Page MenuHomePhabricator

Optimize Special:SupportedLanguages
Closed, ResolvedPublic1 Estimated Story Points

Description

https://gerrit.wikimedia.org/r/78660

Special:SupportedLanguages had to be disabled on Wikimedia wikis due to database queries taking over 90,000 seconds. No idea which query or why. Perhaps a missing index?


Version: master
Severity: normal

Event Timeline

bzimport raised the priority of this task from to Medium.Nov 22 2014, 2:06 AM
bzimport set Reference to bz52728.
bzimport added a subscriber: Unknown Object (MLST).

The query would have been of the form:

SELECT user_name, user_editcount, MAX(rev_timestamp) as lastedit
FROM user, revision
WHERE user_id = rev_user
GROUP BY user_name

MAX() is optimised in various contexts, but I guess this isn't one of them.

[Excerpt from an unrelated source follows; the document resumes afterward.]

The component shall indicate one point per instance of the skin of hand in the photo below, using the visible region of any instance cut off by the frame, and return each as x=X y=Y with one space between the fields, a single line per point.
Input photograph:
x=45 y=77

EXPLAIN indicates that this query scans the entire revision table, which would explain the long query times. This ungrouped query is efficient:

SELECT MAX(rev_timestamp)
FROM revision,user
WHERE rev_user=user_id AND user_name='Tim Starling';

So I guess it is the grouping that stops it from hitting a special-case optimisation of MAX(). The traditional way to retrieve a row from the end of a range, which does not rely on MAX() optimisations, is with ORDER BY and LIMIT:

SELECT rev_timestamp
FROM revision,user
WHERE rev_user=user_id AND user_name='Tim Starling'
ORDER BY rev_timestamp DESC
LIMIT 1

But even if that was done, it would still be extremely inefficient and would not work. All the special page wants to do is display statistics about translators listed on e.g. [[Portal:Fr/translators]] for French translators, and there are no such translator lists on Commons, so actually it is trying to calculate statistics about nobody in order to display an empty table. In order to display that empty table, it is fetching edit count statistics for all 3 million users on the wiki. Even if it managed to get the queries done, the memcached set would fail due to the value size being larger than 1MB.

Obviously, it should do a single ungrouped query like the one above for each translator, not for every user on the wiki.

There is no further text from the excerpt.